Madonna could learn much from Leonard Cohen, whose wondrous new album, Old Ideas, has topped the charts in nine countries and just missed the top spot here.
On the face of it, the pair have little in common. Before his first record, Cohen had published four volumes of his poetry and two novels. Madonna’s most famous published work was a book featuring photographs of her in her undergarments with Vanilla Ice.
The Madonna–Laughing Len Venn diagram actually has a little more overlap than you might assume. The records of both are drenched in sex and religious imagery, and the two are known for their particularly spiritual outlooks: Cohen swears by the hours of meditation at the Buddhist retreat of his 105-year-old guru, Roshi. Madonna has raised thousands for the Kabbalah movement, for whom she built a school in Malawi.
Patrick Leonard, who co-wrote Like A Prayer and Cherish, has co-written three tracks on Old Ideas, including the stand-out, Show Me The Place. And both MC and LC, in pop terms, are getting on a bit. She is 53, he is 77.
The difference is that Madonna’s capacity for reinvention has been her strength. His artistic constancy, through the different cycles of his life – broken business and personal relationships, bankruptcy, on-and-off touring and record company rows – has been reassuring. He has never once sentenced his audience to 20 years of boredom.
Every Leonard Cohen album has the same echoes of wit, wryness, maturity, romanticism, his poetic gifts, an ability to laugh at himself – and strong tunes. The strength of Old Ideas is that it does not sound that different from the 1967 debut Songs of Leonard Cohen. The rapturous reception afforded to this record is of gratitude that Cohen is still around to make it. Malcolm Tucker’s insult – that his to-do list was “longer than a Leonard Cohen song” – doesn’t apply here. Only one song, Amen, exceeds five minutes.
Madonna has some tough decisions to make. The previous rule in rock’n’roll was that you had to be “down with the kids”, not look out of place alongside the crop-topped teenyboppers fresh out of stage school and move with the times. That was certainly Tom Jones’ excuse for releasing an album with Wyclef Jean.

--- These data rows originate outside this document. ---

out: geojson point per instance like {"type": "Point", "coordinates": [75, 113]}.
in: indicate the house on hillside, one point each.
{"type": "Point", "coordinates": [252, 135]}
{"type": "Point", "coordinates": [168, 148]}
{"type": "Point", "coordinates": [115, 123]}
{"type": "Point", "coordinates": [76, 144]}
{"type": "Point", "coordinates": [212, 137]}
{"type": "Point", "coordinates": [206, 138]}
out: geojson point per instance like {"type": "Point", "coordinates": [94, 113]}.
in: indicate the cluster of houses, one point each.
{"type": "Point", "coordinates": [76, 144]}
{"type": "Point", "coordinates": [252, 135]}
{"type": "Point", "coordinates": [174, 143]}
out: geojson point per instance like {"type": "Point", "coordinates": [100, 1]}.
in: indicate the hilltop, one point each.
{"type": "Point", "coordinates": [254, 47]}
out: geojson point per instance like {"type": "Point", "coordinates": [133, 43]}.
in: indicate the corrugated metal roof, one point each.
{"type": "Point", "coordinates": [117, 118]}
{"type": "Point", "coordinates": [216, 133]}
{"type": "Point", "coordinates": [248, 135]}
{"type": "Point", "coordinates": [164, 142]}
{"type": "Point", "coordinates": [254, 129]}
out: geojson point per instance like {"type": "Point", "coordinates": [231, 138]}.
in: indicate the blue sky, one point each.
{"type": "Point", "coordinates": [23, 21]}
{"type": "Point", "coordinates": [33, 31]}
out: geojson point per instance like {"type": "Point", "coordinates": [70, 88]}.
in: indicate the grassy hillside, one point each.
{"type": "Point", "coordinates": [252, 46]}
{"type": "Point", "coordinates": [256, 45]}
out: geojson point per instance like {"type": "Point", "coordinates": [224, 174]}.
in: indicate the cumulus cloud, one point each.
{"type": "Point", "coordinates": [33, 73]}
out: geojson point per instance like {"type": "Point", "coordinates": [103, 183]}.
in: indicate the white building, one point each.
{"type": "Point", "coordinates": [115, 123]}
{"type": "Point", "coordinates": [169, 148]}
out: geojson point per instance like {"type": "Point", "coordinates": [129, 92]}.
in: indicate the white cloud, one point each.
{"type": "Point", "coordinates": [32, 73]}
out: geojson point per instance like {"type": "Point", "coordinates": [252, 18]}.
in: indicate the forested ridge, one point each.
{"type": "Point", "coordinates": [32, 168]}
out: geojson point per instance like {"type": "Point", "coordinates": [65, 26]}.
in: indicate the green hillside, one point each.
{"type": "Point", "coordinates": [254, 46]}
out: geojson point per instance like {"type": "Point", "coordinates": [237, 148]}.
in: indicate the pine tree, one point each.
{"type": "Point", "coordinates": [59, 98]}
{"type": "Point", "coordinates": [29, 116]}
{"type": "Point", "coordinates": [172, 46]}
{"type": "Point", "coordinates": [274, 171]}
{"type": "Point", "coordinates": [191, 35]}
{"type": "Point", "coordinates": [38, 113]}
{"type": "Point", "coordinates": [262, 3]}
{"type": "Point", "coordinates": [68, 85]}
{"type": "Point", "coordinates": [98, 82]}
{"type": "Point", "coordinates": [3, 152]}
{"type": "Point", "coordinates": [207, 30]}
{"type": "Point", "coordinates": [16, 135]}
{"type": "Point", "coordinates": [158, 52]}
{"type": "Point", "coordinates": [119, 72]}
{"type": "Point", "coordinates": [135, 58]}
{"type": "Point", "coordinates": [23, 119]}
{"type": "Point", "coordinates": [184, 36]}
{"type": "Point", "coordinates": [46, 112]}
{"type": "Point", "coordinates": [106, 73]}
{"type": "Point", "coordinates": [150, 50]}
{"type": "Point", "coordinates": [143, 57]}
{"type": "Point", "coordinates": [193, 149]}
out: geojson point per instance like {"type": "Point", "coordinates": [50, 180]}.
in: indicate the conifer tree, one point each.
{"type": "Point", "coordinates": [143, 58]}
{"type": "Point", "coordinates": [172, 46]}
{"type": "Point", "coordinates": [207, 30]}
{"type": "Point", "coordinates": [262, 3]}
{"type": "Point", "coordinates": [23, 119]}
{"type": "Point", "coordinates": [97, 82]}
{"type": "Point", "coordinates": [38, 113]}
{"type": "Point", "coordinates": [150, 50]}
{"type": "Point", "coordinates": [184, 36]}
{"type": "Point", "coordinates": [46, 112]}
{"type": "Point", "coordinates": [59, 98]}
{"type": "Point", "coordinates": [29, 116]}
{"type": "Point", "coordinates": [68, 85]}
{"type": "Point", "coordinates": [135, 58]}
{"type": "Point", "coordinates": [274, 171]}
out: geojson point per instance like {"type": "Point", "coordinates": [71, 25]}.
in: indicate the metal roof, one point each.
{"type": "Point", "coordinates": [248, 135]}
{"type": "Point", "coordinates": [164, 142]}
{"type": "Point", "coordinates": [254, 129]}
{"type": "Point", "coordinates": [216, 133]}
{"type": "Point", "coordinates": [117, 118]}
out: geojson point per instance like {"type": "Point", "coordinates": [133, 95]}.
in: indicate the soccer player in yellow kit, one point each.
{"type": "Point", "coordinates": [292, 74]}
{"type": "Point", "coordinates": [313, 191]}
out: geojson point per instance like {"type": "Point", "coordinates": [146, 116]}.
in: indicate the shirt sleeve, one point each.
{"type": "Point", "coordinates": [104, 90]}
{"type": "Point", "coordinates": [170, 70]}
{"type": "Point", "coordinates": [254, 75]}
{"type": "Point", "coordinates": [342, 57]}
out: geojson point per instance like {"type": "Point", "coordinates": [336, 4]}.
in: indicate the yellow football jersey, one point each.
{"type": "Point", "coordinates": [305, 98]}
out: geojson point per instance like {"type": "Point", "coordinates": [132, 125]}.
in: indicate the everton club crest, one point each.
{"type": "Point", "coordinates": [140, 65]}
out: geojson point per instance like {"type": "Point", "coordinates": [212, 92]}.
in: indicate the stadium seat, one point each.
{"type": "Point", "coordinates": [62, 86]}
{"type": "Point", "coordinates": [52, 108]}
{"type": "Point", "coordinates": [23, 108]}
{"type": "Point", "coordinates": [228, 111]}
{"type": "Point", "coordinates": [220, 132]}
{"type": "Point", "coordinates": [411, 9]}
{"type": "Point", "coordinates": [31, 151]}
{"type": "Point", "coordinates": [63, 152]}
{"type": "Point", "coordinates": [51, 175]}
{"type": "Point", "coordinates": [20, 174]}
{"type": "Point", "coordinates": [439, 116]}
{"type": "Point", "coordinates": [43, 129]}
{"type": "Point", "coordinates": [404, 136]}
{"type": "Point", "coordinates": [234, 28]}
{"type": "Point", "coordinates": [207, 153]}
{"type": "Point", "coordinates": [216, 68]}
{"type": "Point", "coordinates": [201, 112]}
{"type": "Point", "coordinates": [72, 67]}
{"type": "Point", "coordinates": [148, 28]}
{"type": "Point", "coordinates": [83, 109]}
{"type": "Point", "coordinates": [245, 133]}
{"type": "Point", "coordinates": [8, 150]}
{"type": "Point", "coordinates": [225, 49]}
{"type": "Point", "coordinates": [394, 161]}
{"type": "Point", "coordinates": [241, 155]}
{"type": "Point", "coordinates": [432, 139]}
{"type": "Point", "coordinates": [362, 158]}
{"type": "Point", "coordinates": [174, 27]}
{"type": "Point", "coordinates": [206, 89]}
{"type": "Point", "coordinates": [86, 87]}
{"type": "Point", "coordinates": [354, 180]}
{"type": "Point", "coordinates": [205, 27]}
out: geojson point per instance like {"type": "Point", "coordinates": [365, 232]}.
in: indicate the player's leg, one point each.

Recently, those artists who have stayed truest to themselves have produced some of their strongest work by reflecting the advance to mortality – the late-period albums of Bob Dylan, Johnny Cash, Bruce Springsteen, Neil Diamond, Kate Bush and Joni Mitchell have been among their strongest work. Old Ideas is the same.
Madonna is a well-travelled, twice-married mother of four, who has had the experience of being the most famous woman in the world as well as being one of the most criticised. She opened an orphanage in Africa and got slammed for it. She has won Oscars, BRITs and Grammys – and sat next to Prince Charles at dinner.
She deals with the pressure of keeping up with the Britneys, the Rihannas and the Christinas on a weekly basis, but it’s possibly time for a different act. And, as we know, acting was never her strongest suit anyway. Dancing with LMFAO is not as interesting a reflection of where Madonna’s at as, for instance, a torch song album about getting old (that previous unspeakable crime for rock stars) could be.
The most daring reinvention Madonna could make now would be to act her age.